Перевод выполнен по изданию: Miscellanea Wisigothica. // Filosofia y Letras. Ed. Gil I. Sevilla, 1991.

Письмо 2. От Сисебута к Цецилию

Когда прежде стадо твое сохранялось нетронутым, я хотел, дражайший отец, чтобы, наши грехи, кои из-за их величины не искупаются нашими, ты бы смыл твоими молитвами в том время. Но кто сможет вынести силу чужой боли, если себе откажет в средстве лечения? И не сможет загнать блуждающих овец в хлевы господни тот, кто своих отдал в глотки волков; и отказав в травянистом и ароматном поле, [загнал] в тернии и колючки, (лакуна в тексте) предпочел, чтобы его собраться были растерзаны щенками бешеных львов, так что, когда исчезла бы забота бдящего, они стали бы терзать невинное стадо, неутолимыми клыками и грозной пастью, потому что никто никто бы за них не заступится, а еще, загнав в угол, почти совсем перебьют, ибо никто их не защитит. Я стал бы говорить о том, как сильно надо оплакивать это событие и что оно должно орошаться каждым источником слез (т.е. всеми людьми - прим. пер.), если бы не случилось еще более ужасного происшествия, о котором мне лучше плакать, чем говорить вслух. Если Господь наш нес на руках одну заблудшую овечку, покуда не поставил ее среди сотен других, насколько же больше заботы должен уделить слабый человек, чтобы, если не смог приумножить стада, то хотя бы ни в ком случае не растратить того, что получил.

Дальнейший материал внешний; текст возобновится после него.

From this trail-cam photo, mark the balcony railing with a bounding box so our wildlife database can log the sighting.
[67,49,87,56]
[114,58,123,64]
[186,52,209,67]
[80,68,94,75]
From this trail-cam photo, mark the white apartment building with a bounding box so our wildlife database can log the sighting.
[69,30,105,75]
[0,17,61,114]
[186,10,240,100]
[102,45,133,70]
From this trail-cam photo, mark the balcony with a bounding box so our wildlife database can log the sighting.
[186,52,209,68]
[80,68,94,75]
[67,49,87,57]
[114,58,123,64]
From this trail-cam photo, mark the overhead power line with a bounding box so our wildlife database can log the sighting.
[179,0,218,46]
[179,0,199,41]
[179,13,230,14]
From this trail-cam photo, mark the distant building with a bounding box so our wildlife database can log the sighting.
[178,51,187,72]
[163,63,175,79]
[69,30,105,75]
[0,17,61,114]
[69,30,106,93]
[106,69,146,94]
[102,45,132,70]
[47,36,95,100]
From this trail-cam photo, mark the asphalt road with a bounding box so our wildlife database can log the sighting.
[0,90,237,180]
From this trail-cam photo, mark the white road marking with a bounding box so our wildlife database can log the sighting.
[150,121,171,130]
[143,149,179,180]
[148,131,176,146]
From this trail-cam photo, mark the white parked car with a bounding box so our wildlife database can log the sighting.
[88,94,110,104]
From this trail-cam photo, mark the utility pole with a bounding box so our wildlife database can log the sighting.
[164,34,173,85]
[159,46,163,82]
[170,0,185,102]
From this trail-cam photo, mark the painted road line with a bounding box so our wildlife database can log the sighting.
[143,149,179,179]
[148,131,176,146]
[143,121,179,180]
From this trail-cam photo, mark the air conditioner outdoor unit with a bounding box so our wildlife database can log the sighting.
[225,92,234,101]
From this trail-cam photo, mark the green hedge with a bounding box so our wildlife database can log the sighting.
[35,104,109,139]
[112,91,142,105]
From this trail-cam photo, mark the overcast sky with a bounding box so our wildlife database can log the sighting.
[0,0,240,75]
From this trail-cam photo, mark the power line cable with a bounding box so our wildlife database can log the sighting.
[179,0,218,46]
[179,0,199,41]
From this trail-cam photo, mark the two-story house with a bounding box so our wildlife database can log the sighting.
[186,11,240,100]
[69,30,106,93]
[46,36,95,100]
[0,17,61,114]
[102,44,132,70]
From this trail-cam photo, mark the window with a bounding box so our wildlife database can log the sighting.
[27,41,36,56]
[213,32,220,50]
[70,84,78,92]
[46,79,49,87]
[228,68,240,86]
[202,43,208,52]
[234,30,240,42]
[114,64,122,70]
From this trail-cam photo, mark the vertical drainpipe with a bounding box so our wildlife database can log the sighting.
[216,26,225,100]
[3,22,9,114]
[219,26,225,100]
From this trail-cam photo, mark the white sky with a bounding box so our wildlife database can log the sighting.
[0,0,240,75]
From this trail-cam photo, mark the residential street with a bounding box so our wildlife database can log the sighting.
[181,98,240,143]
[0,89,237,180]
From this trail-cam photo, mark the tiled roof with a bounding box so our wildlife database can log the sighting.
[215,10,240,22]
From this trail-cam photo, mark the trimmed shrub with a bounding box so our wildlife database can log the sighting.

Однако чтоб тебе не показалось, что то, что мы излагаем, находится далеко от разума, слушай, какими змеями в Евангелии Господь жалит сердца грешных, и, какую награду пообещав, Он обогащает верных: того, кто дарованные ему таланты преумножил, Он оставил вместе с собой пребывать в радости, и, вознеся над многим, поставил его управлять. И, обратное [почитай]: какой карой был наказан тот, кто утратил деньги, закопав их, и какой страшный ущерб его постиг, то лучше узнаешь из божьих притч. Так вот, если был осужден на наказание тот, кто донес в сохранности всю сумму, но не преумножил ее, то как же строго будет наказан тот, кто, ничего не ища, по нерадению полностью утратил то, что имел? Многочисленные примеры из божественных текстов явствуют, что они не потерпят, чтобы ты в этом деле остался безнаказанным.

Однако ж, если малое приносит пользу, то, как я верю, многого будет достаточно. И если нынче кто-нибудь, опутанный мирскими делами и очерненный мерзостью всяких преступлений, отдает долг природе (т.е. умирает - прим. пер.) и хочет все же устремиться за единственным даром - покаянием, то как ты думаешь, от чьей руки он будет искать Господа, когда будет отказано в помощи слабому и когда вечная смерть так и поглотит душу его? Равно и когда язычник будет подведен к святому источнику, но из-за отсутствия епископа не будет погружен [в него], то, спрашиваю я, когда придет его смертный час, кто за него сможет отдать отчет? Мне кажется, что когда придет Тот, Кому всё открыто, то они скажут: мы ожидали покаяния вместе с крещением; и мы считаем убийцей того, кто не исполнил стремления кающихся, но, презрев их, отказался. Я полагаю, что на эти мольбы откликнется другой. И раз в самом деле не находится никого достойного, кто счел бы себя чистым от греха, то насколько же больше [грешен тот, кому] прибавятся грехи других людей? Я верю, что он достоин тысячи смертей.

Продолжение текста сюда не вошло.